Siddharthya Roy, Drop Site News, 16/2/2025 
Traduit par Fausto GiudiceTlaxcala

Siddharthya Roy est un journaliste indien indépendant qui se concentre sur les conflits politiques et les insurrections en Asie du Sud. Avec une formation d'ingénieur et des années passées à coder, il s'est tourné vers le journalisme professionnel en 2011. Après avoir obtenu une maîtrise en politique et affaires internationales à l'université de Columbia en 2018, il a obtenu la bourse du Pulitzer Center for Crisis Reporting pour ses reportages sur les groupes néo-djihadistes en Asie du Sud, enquêtant sur la traite des êtres humains et le trafic de drogue dans les camps rohingyas. Il a lancé le premier programme de journalisme de données et informatique en Inde au Symbiosis Institute Of Media and Communication. Il partage son temps entre le nomadisme numérique et le rêve de devenir un nomade analogique. Auteur de The Company of Violent Men: Stories from the Bloody Fault Lines of the Subcontinent, Ebury Press, 2024

Comme l'ont montré le président Donald Trump et le premier ministre indien Narendra Modi lors de leur rencontre à Washington cette semaine, les deux dirigeants ont beaucoup en commun : une préférence pour le nationalisme musclé et un désir de rendre leurs pays respectifs à nouveau “grands” en poussant vers le haut l'homme de la rue, du moins en théorie.

Mais on a peu évoqué la façon dont Modi et son parti, le Bharatiya Janata Party, s'efforcent de transformer l'Inde d'une république laïque en un État nationaliste hindou, et cela nulle part de manière plus frappante qu'au Jammu-et-Cachemire.

Avant la partition de 1947, le Cachemire était un royaume à majorité musulmane dirigé par un roi hindou qui cherchait à obtenir son indépendance à la fois de l'Inde et du Pakistan. Mais le Pakistan, revendiquant le Cachemire pour son identité musulmane, a lancé une offensive armée. En octobre 1947, le roi, incapable de résister, s'est tourné vers l'Inde pour obtenir de l'aide, ce qui a conduit à l'absorption du Cachemire en tant qu'État fédéral doté d'une autonomie exceptionnelle : sa propre constitution, son drapeau et des droits fonciers exclusifs pour les Cachemiris.

Cette paix fragile s'est effondrée. Le militantisme soutenu par le Pakistan et les répressions brutales de l'armée indienne ont transformé le Cachemire en une zone de conflit fortement militarisée. Dans ce chaos, les deux parties ont joué à des jeux démographiques dangereux.
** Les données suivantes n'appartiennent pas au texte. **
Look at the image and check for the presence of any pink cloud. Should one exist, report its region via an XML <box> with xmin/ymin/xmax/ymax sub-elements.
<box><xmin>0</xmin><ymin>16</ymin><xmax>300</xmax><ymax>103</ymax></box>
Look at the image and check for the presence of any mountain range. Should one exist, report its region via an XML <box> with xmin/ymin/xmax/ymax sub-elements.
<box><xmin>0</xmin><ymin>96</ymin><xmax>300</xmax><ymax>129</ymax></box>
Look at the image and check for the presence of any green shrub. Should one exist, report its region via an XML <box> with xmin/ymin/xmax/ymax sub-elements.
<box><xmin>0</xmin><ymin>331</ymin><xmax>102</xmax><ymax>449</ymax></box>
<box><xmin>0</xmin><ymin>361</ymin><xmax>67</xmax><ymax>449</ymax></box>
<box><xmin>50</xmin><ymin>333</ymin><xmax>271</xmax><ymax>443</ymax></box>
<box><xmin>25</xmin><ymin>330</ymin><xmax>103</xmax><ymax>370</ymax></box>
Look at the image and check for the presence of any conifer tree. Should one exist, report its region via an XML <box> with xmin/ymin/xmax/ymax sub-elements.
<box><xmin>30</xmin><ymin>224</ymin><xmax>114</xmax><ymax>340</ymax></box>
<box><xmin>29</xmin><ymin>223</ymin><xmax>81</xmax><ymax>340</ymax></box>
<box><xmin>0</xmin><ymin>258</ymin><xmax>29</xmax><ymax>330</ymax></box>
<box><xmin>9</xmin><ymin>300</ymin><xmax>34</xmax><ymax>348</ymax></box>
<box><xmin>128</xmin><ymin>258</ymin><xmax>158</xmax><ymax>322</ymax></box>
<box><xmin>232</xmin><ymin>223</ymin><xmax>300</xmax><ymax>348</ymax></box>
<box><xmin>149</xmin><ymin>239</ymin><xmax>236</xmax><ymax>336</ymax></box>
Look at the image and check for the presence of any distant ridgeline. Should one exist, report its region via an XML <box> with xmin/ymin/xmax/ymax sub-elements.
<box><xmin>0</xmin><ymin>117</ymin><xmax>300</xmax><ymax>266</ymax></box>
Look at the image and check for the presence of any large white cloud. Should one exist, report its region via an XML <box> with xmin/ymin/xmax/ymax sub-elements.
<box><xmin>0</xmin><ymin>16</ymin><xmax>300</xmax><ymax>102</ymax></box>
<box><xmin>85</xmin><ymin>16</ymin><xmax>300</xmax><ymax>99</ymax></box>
Dans les années 1990, les militants islamistes ont violemment expulsé les Pandits du Cachemire, la communauté hindoue indigène de la région, afin d'affirmer la domination musulmane. Parallèlement, les nationalistes hindous considèrent la majorité musulmane du Cachemire comme une cicatrice dans leur vision d'une Inde à dominante hindoue.

En août 2019, Modi a supprimé l'autonomie du Cachemire et dissous son assemblée législative, une décision qui répondait à un objectif nationaliste hindou, mais qui a créé une série de nouveaux défis sécuritaires que l'État indien n'est pas en mesure de relever.

Comme le rapporte Siddharthya Roy ci-dessous, l'abrogation de l'autonomie par la force des armes a rendu le gouvernement aveugle aux réalités du terrain, lui a coupé les yeux et les oreilles, et a attisé la confusion et les tensions entre l'armée, la police, les bureaucrates et les politiciens. Et, pour la première fois depuis les années 1990, elle a placé les civils hindous directement dans la ligne de mire des militants soutenus par le Pakistan.-  La rédaction de Drop Site News

Un soldat paramilitaire indien monte la garde sous le regard d'un garçon du Cachemire pendant que les électeurs attendent de voter lors des élections dans le district de Kupwara au nord du Cachemire. Photo Faisal Bashir/SOPA Images/LightRocket via Getty Images

Dans la soirée du 29 mai 2024, Kupwara, un district niché dans les vallées accidentées du Jammu-et-Cachemire, est devenu le théâtre d'une confrontation violente, dramatique et embarrassante. Tout a commencé par un raid de la police du Jammu-et-Cachemire sur un trafic de stupéfiants présumé. Les officiers ont agi rapidement, sur la base de renseignements glanés dans des communications interceptées qui, selon eux, les conduiraient à un personnage clé lié à la fois au trafic de drogue et au militantisme transfrontalier. Pour les officiers, il s'agissait d'une opération classique, dont ils ne pensaient pas qu'elle déboucherait sur une confrontation armée. Mais lorsqu'ils sont arrivés à la maison du suspect, ils ont fait une découverte stupéfiante : Il s'agissait d'un soldat de l'armée territoriale, une composante de réserve de l'armée indienne chargée de soutenir la sécurité intérieure.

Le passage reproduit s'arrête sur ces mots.